Fresh from The Marriage of Figaro in Germany, and then Tosca in Tulsa, Okla., director Robert Swedberg has returned to his artistic home of 17 years to direct Don Giovanni for the Nov. 16-20 opener in the 50th-anniversary season of the Orlando Opera Company.

The melodrama about passion and power based on the Don Juan legend — with music by Wolfgang Amadeus Mozart — would seem a fit vehicle for Swedberg’s homecoming, which offers no little operatic drama in itself.

Swedberg, 57, spent years planning the 50th anniversary only to abruptly resign as the opera’s general director in April. He would not discuss his departure.

“I have agreed . . . to say nothing disparaging about the new regime at Orlando Opera. So, I am not,” he wrote in an e-mail to friends upon quitting.

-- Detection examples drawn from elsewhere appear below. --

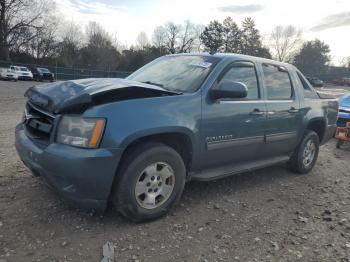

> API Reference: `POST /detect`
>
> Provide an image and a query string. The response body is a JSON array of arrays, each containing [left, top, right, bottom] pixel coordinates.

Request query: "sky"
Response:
[[54, 0, 350, 64]]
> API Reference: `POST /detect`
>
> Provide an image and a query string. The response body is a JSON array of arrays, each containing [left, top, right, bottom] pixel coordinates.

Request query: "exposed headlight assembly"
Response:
[[56, 116, 106, 148]]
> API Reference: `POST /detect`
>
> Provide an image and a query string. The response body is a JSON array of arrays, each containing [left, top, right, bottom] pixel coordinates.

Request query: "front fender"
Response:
[[84, 93, 201, 150]]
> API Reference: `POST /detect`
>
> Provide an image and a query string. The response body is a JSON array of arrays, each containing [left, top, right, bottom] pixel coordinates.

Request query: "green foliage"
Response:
[[294, 39, 330, 75], [200, 20, 224, 53]]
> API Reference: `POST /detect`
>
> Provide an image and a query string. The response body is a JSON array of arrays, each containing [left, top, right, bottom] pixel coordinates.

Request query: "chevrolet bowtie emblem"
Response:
[[23, 109, 39, 123]]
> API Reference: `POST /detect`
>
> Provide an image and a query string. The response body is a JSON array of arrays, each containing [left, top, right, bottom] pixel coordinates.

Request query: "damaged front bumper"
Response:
[[15, 124, 122, 210]]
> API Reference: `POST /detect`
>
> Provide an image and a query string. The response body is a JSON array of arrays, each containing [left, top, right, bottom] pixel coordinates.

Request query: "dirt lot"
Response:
[[0, 81, 350, 262]]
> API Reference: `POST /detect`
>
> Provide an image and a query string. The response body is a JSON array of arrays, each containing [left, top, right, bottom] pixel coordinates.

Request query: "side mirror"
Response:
[[209, 81, 248, 100]]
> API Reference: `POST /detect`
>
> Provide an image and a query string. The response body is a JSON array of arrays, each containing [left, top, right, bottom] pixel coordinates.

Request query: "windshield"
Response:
[[340, 95, 350, 107], [38, 68, 50, 73], [127, 55, 220, 93]]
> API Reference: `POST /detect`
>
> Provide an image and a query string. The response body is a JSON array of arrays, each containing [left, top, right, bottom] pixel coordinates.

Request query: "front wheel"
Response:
[[112, 143, 186, 222], [289, 130, 320, 174], [336, 140, 344, 148]]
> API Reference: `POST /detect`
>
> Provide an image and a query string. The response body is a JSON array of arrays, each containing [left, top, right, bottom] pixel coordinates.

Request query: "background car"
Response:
[[306, 77, 323, 87], [10, 66, 33, 80], [0, 67, 18, 81], [337, 93, 350, 127], [32, 67, 55, 82], [333, 77, 350, 86]]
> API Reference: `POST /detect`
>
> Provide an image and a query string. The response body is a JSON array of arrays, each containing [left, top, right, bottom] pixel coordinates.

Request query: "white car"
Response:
[[0, 67, 18, 81], [10, 66, 33, 80]]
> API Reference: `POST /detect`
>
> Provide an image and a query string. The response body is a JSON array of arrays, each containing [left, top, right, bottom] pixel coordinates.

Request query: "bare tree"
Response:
[[152, 26, 167, 54], [59, 21, 84, 67], [165, 22, 181, 54], [136, 32, 149, 50], [340, 56, 350, 68], [192, 24, 205, 52], [270, 25, 302, 62], [28, 15, 59, 59], [0, 0, 53, 60]]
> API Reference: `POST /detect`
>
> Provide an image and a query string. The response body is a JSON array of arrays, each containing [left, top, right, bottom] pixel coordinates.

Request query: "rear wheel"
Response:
[[336, 140, 344, 148], [289, 130, 320, 174], [112, 143, 186, 222]]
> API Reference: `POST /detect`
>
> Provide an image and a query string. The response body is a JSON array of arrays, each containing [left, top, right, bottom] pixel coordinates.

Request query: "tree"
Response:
[[241, 17, 262, 55], [200, 20, 224, 53], [28, 15, 59, 60], [136, 32, 149, 50], [270, 25, 302, 62], [58, 21, 83, 67], [179, 20, 196, 53], [294, 39, 330, 74], [0, 0, 54, 60], [80, 22, 120, 70], [152, 26, 167, 54], [340, 56, 350, 68], [223, 17, 241, 53], [165, 22, 181, 54]]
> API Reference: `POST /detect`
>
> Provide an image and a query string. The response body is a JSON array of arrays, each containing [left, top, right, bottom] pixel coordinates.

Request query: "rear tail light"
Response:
[[336, 100, 339, 119]]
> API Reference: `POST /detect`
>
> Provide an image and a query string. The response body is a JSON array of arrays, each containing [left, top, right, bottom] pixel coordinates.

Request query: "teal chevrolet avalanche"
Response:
[[15, 54, 338, 222]]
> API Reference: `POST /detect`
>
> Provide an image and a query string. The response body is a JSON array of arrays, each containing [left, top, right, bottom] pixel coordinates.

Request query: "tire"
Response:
[[289, 130, 320, 174], [112, 143, 186, 222]]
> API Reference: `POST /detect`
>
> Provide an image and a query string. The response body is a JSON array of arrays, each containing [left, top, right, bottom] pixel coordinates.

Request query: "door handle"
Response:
[[250, 108, 265, 116], [288, 107, 299, 113]]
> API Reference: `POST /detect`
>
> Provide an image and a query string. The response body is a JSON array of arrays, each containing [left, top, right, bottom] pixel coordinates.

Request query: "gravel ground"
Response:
[[0, 81, 350, 262]]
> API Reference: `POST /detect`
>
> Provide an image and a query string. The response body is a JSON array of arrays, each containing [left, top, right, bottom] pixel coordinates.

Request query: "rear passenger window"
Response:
[[263, 64, 293, 100], [220, 62, 259, 100], [296, 72, 318, 98]]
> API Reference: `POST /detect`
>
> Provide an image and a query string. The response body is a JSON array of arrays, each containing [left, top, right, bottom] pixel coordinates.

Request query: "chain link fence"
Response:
[[0, 60, 132, 80], [0, 60, 350, 82]]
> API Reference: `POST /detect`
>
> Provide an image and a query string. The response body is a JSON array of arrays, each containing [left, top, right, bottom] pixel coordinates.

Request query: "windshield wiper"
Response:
[[142, 81, 164, 88]]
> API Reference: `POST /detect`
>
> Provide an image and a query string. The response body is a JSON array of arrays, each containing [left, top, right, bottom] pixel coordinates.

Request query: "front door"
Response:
[[201, 61, 266, 169], [261, 64, 303, 157]]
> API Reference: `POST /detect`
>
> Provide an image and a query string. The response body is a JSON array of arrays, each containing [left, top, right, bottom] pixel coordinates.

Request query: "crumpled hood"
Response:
[[25, 78, 179, 113]]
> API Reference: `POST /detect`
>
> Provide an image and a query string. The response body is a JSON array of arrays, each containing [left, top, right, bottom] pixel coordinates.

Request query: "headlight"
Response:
[[56, 116, 106, 148]]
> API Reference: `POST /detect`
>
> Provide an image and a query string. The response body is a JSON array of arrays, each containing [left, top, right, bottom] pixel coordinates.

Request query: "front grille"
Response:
[[24, 102, 55, 142]]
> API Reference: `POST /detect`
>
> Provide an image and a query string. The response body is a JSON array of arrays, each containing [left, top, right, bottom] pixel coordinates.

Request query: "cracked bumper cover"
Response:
[[15, 124, 122, 210]]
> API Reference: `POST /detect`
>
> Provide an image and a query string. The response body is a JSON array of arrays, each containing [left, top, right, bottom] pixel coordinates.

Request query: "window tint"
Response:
[[220, 62, 259, 99], [263, 64, 293, 100], [296, 72, 318, 98]]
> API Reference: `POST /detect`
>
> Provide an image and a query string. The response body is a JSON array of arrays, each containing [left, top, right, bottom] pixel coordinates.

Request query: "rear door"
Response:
[[261, 63, 303, 157], [201, 61, 266, 169]]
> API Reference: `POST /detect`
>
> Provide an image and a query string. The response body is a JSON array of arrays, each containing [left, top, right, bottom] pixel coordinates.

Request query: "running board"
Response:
[[190, 156, 290, 181]]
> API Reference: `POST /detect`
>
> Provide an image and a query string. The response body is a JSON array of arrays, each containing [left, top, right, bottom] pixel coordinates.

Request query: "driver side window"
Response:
[[219, 62, 260, 100]]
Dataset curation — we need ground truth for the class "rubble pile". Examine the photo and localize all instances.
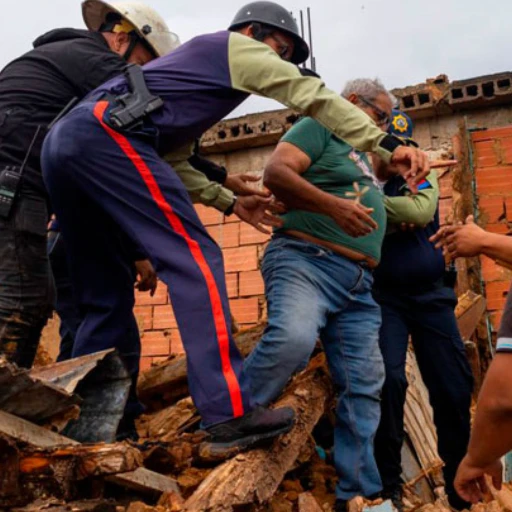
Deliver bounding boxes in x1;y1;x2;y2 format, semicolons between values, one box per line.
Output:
0;294;498;512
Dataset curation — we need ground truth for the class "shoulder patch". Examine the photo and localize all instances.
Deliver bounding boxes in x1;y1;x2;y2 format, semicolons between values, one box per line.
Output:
418;179;433;190
496;338;512;352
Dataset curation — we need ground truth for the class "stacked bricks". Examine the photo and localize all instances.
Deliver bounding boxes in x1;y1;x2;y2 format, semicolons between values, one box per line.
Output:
135;166;460;369
471;127;512;332
135;201;269;370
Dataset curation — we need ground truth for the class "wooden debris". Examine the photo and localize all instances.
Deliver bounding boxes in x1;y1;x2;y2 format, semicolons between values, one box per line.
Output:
185;354;331;512
404;350;443;488
298;492;323;512
455;291;486;340
137;324;266;411
363;500;396;512
19;443;142;481
0;411;79;448
107;468;180;495
0;359;81;424
157;492;185;512
138;397;198;442
0;411;179;506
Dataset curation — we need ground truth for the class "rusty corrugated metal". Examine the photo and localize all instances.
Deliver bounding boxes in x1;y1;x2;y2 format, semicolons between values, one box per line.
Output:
31;350;131;443
0;359;81;424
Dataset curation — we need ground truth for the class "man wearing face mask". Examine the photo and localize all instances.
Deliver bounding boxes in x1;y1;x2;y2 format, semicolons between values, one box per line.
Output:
42;2;429;450
0;0;179;374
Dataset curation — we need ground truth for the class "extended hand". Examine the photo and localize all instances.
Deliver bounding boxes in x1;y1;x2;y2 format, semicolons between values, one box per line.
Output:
233;194;283;234
224;174;270;197
390;146;430;193
135;260;158;297
327;196;378;237
454;455;503;503
430;215;488;259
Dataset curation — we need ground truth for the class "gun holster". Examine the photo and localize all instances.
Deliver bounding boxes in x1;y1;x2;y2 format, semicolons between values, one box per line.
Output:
0;166;21;219
110;64;164;130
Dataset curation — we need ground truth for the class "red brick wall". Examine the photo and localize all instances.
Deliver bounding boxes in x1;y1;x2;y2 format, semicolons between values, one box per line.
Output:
471;126;512;331
135;168;458;369
135;202;269;369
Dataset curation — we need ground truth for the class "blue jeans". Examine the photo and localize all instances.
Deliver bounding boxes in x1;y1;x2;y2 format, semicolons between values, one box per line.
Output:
245;235;384;500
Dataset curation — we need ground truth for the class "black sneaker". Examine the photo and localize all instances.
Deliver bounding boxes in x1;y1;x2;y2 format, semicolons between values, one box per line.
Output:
380;485;404;512
334;499;348;512
447;491;471;510
199;406;295;460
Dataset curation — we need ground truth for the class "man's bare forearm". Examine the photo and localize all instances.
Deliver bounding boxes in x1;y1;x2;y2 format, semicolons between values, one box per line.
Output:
482;231;512;265
263;163;333;215
468;353;512;468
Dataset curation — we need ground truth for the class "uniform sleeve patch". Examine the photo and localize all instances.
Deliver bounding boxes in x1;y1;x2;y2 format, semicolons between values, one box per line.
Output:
418;179;433;190
496;338;512;352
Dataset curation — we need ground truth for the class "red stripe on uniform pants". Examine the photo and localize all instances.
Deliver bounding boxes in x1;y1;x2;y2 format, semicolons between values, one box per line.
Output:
94;101;244;417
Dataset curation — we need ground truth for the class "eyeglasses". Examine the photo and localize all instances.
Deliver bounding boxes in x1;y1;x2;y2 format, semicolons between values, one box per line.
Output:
359;96;390;128
269;34;293;61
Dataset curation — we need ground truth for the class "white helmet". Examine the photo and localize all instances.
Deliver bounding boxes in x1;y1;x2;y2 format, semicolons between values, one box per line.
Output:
82;0;180;57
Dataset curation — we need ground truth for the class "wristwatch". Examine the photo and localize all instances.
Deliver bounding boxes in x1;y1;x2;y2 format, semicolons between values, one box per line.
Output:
224;194;238;216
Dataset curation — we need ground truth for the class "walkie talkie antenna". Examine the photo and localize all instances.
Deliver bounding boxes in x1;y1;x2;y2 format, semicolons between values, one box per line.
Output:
301;7;316;72
300;9;306;68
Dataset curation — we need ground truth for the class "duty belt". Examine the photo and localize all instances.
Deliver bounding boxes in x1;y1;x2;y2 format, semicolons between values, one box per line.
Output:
110;64;164;130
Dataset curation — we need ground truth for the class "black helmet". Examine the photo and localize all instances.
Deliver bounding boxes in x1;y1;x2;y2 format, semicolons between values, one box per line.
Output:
229;2;309;64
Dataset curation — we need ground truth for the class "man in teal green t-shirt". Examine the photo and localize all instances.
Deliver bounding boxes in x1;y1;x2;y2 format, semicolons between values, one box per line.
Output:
245;79;408;511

His hasty exit came just nine months after a tumultuous period in top management at the opera, which resulted in the board creating a new position of CEO and president, then hiring James Ireland for that job. The 40-year opera veteran can be charming and combative in equal measures, depending on whether he is dealing with opera board members, benefactors, young performers or members of the press.

Ireland “is quite honest and sometimes a bit more forthright than some people would like to see or hear,” says Dr. Mitch Levin, chairman of the 35-member Orlando Opera Board of Trustees.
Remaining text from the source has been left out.